The ensemble is excellent but Tyler Davis stands out in the leading role. His Jimmy is a charming, childlike hero who captures the audience’s hearts, even as he is seduced by “reefer madness.” Anna Schutz is a golden-voiced, wide-eyed Mary Lane, Davis’ perfect counterpart. Panek has expertly balanced the broad comedy, witty musical numbers and dope-induced orgies to create in a campy bit of adult fun that’s the perfect Halloween treat.
Chicago Theater Blog
Reviewed by Oliver Sava
The 1938 propaganda film “Reefer Madness” sought to teach the ignorant American masses of the dangers of “marihuana”, including but not limited to grand theft auto, sexual deviance, and murder. Paranoid and misinformed to the extreme, the film’s absurd plot and hilarious depiction of drug users have made it a cult classic, and Kevin Murphy and Dan Studney’s musical spoof is a wonderfully over-the-top expansion of the film’s best ideas, mainly the claims that marijuana turns people into sex-crazed baby-killing socialists.
Directed by M. William Panek, The Brown Paper Box Co.’s production of Reefer Madness is at its best during group numbers, when the cast fearlessly tackles the offensive subject matter with vocal gusto. During the smaller numbers, some of the actors struggle to adjust to the absence of the group, and the singing loses precision and clarity.
The musical revels in gratuitous sex and violence, and the exaggeration of these elements highlights the ridiculousness of the movie’s plot, the tragic tale of high school students Jimmy Harper (Tyler Davis) and Mary Lane (Anna Schutz). Under the false pretense of swing dance lessons, drug pusher Jack Stone (David Geinosky) invites Jimmy over to the Reefer Den, where his life will be changed forever.
When Jimmy takes a hit of marijuana for the first time, rather than experiencing lethargy and munchies, Jimmy life descends into a mess of unbridled orgies, Jesus hallucinations, and running over old men with Mary’s car. While Davis’ jonesing can get a little grating to watch at times, he and Schutz showcase impressive vocals, and the two actors have no problem transitioning from adorable sweetness to devilish insanity. Some of the high notes could have more power behind them, and there needs to be a better balance between the volume of the principals and the chorus behind them, but Jimmy and Mary’s tragic romance is a constant source of humor throughout the production.
As the denizens of the Reefer Den, junkies Ralph (Michael Gardner), Sally (Jillian Kate Weingart), and Mae (Chelsea Paice) have some of the best moments in the show as stumble around the stage, humping and smoking whatever they can. Wiley is fantastically manic as Ralph, and is extra creepy as Sally’s baby in one disturbing interlude. Paice gets one of the best ballads of the show, and while she handles the lower register well, the big money notes are lacking in energy and support. Weingart has a similar problem, but she makes up for it with her powerful belting and fierce sexuality.

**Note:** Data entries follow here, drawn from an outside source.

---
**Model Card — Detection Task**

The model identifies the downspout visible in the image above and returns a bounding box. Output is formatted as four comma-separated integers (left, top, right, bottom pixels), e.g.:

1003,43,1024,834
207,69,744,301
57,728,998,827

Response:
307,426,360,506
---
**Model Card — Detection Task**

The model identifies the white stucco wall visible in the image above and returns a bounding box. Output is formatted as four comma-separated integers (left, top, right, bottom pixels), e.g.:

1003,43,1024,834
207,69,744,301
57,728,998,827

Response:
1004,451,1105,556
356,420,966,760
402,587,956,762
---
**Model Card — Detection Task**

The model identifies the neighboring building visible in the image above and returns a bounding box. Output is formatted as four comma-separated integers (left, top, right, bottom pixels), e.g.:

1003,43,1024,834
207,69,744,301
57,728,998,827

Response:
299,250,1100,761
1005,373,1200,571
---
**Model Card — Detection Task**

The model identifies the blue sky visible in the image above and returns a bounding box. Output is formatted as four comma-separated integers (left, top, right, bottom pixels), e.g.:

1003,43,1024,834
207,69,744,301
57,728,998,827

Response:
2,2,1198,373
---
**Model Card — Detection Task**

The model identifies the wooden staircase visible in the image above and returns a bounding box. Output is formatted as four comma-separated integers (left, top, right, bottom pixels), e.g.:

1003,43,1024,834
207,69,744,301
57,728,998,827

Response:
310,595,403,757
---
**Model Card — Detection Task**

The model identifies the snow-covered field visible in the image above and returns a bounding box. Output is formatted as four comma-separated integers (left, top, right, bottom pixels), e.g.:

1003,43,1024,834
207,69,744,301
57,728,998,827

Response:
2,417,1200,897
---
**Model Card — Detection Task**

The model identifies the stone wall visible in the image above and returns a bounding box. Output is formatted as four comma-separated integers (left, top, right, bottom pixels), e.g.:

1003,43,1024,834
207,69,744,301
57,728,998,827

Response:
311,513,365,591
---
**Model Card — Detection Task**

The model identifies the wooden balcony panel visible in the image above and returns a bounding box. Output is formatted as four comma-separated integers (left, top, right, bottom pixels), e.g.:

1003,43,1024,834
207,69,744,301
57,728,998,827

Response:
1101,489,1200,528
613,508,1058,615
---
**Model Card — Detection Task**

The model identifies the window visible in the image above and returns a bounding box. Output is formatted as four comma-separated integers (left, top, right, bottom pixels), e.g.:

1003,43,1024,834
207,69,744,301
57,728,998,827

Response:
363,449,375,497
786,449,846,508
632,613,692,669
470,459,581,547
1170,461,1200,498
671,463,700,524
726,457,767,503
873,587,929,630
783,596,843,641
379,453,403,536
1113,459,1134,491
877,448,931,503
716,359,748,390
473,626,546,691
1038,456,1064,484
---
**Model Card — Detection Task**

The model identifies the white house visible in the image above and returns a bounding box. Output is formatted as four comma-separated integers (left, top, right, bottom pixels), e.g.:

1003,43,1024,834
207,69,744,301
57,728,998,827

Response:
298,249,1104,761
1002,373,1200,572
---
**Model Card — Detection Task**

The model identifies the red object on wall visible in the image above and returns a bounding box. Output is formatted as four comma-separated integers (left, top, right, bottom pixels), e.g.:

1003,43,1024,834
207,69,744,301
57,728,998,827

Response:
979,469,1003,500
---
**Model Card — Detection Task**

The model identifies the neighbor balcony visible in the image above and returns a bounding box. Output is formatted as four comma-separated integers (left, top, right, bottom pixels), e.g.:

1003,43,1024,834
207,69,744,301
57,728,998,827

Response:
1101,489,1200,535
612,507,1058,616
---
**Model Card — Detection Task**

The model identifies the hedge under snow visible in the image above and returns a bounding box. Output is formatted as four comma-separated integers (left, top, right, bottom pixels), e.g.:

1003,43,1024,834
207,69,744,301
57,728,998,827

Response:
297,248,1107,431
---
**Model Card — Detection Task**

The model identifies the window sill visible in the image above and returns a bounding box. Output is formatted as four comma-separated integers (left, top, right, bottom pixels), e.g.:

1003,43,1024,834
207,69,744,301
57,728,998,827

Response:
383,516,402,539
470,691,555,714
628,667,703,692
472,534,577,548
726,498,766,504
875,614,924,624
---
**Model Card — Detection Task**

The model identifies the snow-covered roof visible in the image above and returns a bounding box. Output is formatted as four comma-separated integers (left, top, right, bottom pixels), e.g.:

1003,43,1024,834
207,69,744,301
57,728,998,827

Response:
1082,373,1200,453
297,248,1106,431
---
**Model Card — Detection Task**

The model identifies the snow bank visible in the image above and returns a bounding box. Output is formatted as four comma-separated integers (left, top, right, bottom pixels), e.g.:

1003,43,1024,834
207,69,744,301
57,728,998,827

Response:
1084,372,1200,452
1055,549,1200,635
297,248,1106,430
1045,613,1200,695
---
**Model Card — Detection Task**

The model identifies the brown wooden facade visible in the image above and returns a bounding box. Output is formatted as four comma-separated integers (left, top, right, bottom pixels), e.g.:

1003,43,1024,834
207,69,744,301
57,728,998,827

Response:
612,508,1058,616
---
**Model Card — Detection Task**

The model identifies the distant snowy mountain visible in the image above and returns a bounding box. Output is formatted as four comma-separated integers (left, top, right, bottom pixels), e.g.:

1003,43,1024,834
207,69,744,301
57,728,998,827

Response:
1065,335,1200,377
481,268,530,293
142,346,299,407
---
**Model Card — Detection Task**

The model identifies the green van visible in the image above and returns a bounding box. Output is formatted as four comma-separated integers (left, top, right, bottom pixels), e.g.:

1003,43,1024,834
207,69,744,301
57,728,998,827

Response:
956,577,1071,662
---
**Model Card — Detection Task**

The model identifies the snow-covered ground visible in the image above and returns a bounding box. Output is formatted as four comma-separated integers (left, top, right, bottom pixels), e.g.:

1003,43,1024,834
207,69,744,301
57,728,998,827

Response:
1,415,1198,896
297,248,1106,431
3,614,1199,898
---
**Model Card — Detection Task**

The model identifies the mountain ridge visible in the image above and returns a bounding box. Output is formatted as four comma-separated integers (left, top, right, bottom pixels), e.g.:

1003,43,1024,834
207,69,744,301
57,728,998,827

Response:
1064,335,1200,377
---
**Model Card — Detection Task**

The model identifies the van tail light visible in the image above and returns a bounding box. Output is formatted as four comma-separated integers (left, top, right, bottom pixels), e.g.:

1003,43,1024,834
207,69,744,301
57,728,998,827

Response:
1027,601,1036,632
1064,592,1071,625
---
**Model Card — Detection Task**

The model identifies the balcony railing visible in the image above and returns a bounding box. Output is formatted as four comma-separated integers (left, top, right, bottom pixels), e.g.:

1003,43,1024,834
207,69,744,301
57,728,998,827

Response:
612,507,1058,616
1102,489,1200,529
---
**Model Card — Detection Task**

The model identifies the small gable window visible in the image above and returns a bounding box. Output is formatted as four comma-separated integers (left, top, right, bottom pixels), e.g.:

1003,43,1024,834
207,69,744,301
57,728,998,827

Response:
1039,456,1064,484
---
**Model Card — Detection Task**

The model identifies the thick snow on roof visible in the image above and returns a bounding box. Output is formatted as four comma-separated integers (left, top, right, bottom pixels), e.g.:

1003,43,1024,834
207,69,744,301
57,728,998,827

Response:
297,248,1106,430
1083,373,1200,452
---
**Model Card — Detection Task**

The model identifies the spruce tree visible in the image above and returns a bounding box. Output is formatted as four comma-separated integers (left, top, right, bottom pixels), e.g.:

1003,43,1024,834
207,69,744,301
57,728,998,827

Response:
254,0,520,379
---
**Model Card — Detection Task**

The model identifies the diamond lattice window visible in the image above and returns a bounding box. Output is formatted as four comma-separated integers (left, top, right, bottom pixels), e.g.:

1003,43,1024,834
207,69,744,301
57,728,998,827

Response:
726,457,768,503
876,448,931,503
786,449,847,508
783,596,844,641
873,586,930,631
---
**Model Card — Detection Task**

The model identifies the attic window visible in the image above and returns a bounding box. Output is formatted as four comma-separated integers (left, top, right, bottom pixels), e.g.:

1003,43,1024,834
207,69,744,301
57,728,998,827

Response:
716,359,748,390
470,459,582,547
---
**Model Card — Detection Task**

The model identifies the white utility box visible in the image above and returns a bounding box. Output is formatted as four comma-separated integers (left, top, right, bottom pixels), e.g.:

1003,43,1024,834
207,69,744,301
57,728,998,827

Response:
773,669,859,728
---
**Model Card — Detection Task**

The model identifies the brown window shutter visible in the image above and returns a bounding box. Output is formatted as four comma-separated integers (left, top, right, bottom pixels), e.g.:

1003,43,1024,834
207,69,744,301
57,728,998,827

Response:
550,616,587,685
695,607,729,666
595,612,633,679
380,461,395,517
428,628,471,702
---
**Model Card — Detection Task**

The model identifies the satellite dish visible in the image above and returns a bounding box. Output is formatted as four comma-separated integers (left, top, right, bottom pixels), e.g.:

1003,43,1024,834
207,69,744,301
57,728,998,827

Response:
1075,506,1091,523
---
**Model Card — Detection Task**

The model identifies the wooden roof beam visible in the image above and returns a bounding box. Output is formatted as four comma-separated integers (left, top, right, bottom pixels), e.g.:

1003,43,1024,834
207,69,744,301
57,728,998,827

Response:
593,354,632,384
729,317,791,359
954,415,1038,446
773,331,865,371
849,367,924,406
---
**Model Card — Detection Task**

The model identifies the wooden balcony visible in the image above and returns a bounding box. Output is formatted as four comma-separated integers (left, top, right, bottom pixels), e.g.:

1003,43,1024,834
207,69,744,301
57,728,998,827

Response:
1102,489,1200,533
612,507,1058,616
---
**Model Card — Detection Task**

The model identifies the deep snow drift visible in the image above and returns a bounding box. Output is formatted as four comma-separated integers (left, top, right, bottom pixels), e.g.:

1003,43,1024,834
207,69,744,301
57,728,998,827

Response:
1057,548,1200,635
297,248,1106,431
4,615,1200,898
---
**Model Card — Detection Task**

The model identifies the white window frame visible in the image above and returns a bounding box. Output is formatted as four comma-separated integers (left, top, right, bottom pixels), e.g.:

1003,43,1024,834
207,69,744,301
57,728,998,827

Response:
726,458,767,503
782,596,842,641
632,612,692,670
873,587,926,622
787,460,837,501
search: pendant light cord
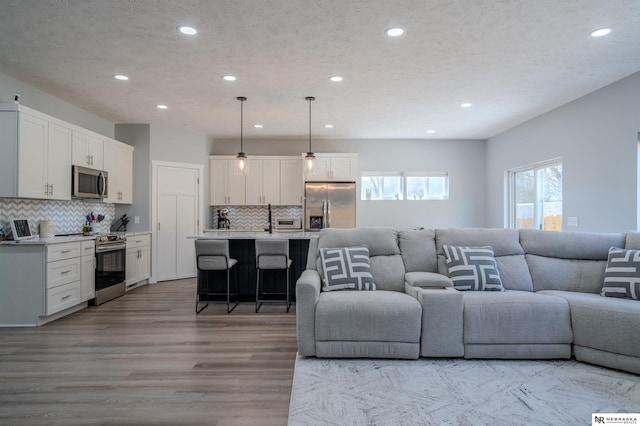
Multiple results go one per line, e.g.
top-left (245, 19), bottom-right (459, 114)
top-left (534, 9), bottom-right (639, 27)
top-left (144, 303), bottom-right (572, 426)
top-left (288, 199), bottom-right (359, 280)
top-left (306, 96), bottom-right (315, 152)
top-left (240, 97), bottom-right (244, 152)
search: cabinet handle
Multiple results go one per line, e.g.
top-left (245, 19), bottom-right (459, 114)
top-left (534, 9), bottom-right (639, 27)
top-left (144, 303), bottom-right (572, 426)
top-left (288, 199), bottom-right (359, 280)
top-left (44, 183), bottom-right (49, 195)
top-left (157, 222), bottom-right (161, 231)
top-left (61, 250), bottom-right (72, 254)
top-left (50, 183), bottom-right (54, 195)
top-left (90, 155), bottom-right (94, 165)
top-left (61, 295), bottom-right (72, 300)
top-left (61, 270), bottom-right (71, 275)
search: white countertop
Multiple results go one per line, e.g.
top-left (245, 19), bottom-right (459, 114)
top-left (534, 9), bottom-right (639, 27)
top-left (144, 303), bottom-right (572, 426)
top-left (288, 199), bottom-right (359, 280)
top-left (0, 235), bottom-right (96, 246)
top-left (195, 229), bottom-right (317, 239)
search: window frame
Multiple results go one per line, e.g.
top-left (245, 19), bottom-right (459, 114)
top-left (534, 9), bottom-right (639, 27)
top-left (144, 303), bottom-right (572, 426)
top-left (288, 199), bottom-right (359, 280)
top-left (360, 171), bottom-right (404, 200)
top-left (507, 158), bottom-right (563, 231)
top-left (405, 172), bottom-right (450, 201)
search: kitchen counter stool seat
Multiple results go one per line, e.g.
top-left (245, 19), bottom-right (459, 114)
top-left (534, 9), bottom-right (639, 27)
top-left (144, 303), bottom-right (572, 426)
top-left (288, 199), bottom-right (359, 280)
top-left (255, 239), bottom-right (293, 312)
top-left (195, 240), bottom-right (238, 314)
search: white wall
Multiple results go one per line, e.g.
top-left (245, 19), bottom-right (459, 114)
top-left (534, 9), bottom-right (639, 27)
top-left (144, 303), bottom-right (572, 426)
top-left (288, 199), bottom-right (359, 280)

Reefer Madness is a musical that is not afraid to offend. Whether it is through explicit sexuality or graphic violence, the show pushes the boundaries of musical comedy, taking it to hilariously dark place. Brown Paper Box Co.’s production needs a little more polish to be truly memorable, but the actors tackle the material with dedication and courage. Despite the lows, this musical never comes down from its high.